E daha önce Star Wars övmedim mi, bir yazıya daha ne gerek vardı? Çok gerekliydi arkadaşlar, tahmin bile edemezsiniz.

Selamlar, bu yazıda uzun uzun Star Wars evreninin çizgi dünyasını inceliyorum. Çizgi dünyada neler var derseniz The Clone Wars'tan Rebels'e oradan biraz da Expanded Universe'e son olarak da fırından taze çıkan Resistance'a doğru geniş bir yolculuk planlıyorum. Öncelikle biraz içimi dökmek istiyorum. Gerçek hayatın problemlerinden uzaklaştıran ve boş kaldığımda kafamın içinde bana düşman 10 kişiyi susturabilen şeyler bu blogda yazdıklarım. İşler bazen hiç ummadığımız noktalara geliyor ve tam çıldırmak üzereyken tutunacak bir dal bulabiliyoruz. İşte o dal benim için burası. Ve beni yakından tanıyanların da bildiği gibi über Star Wars fanıyım. Tamam piyasadaki her şeyi izlememiş/okumamış olabilirim ama fanlığımın asıl sebebi az önce dediğim gibi gerçek hayattan uzaklaşmaya imkan veren koskoca Star Wars evreni kollarını açmış beni beklerken pek bir seçeneğim kalmıyor. Tam da böyle çalkantılı bir zamanda izlediğim Rebels beni bu yazıyı yazmaya itti hatta fırlattı diyebilirim. İç dünyamla ilgili ıvır zıvır bittiğine göre planladığım yolculuğa başlayabiliriz. Yazı baştan aşağı spoiler, gardınızı alın.

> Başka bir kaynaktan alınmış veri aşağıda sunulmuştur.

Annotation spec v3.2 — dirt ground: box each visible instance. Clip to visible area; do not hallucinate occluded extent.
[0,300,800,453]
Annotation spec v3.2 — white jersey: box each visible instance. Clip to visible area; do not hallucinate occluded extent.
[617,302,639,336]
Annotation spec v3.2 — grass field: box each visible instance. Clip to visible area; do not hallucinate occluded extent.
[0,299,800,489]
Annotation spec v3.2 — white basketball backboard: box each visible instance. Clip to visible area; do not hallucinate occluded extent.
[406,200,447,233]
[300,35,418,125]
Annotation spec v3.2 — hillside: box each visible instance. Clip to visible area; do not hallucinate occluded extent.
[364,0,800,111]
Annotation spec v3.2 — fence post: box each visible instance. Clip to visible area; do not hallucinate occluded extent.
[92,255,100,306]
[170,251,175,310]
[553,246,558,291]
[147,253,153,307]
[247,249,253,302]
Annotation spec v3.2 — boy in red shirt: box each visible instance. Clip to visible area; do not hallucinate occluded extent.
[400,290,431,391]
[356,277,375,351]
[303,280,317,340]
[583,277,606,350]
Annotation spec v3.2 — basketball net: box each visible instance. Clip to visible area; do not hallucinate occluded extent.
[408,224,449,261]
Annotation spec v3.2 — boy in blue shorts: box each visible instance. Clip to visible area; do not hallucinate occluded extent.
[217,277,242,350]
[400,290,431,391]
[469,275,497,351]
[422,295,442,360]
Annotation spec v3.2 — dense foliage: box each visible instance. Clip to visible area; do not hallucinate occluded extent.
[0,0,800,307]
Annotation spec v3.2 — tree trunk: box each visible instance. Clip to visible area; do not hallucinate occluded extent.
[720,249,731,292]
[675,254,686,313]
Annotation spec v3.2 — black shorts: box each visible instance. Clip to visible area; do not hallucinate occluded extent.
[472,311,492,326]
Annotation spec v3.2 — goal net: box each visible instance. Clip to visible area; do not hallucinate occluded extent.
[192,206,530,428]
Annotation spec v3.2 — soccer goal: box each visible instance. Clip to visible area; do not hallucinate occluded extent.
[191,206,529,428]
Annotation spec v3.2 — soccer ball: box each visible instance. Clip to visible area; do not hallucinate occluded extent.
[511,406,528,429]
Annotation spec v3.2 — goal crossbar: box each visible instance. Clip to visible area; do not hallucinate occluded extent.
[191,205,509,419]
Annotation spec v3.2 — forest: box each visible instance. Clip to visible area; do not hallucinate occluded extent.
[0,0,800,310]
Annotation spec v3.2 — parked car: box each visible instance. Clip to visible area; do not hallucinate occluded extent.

The Clone Wars (yazının devamında tcw olarak kısaltılacak) ikinci ve üçüncü film arasında olan olayları anlatıyor. Sadece filmi izleyen biri Anakin'in yaşadığı umutsuzluğu ve yıpranmışlığı algılamayabilir. Bu noktada tcw yolumuza ışık tutuyor. Anakin birçok açıdan zor durumda; konseyin güvensizliği, padawanına olan bağlılığı ve onu kaybedişi, şansölyenin sürekli gaz vermesi, Mortis'te seçilmiş kişi olduğunu ispat etmesi, Padme ile çalkantılı ilişkisi, bir yandan barışı koruyorum derken öbür yandan ayrılıkçı doğraması... Bu yavrucak karanlık tarafa geçmesin de kim geçsin. Ve tabi ki bu detayları filmlerde görmek mümkün değil. O yüzden tcw bize bir yandan detaylı bir Anakin incelemesi sunarken bir yandan da savaşın ve diğer karakterlerin iç yüzü de netleşiyor. Bu dizi ile bilmediğimiz birçok önemli topluluğu ve ilişkileri öğreniyoruz. Her anlamda eğitici/öğretici olan tcw kesinlikle beklentilerin altında kalmıyor. Ve dizi bitti sanıyorken devamının geleceğini de öğrendik. Haberi çıkalı aylar oluyor ama hala duymadıysanız fragmanı şuradan izleyebilirsiniz.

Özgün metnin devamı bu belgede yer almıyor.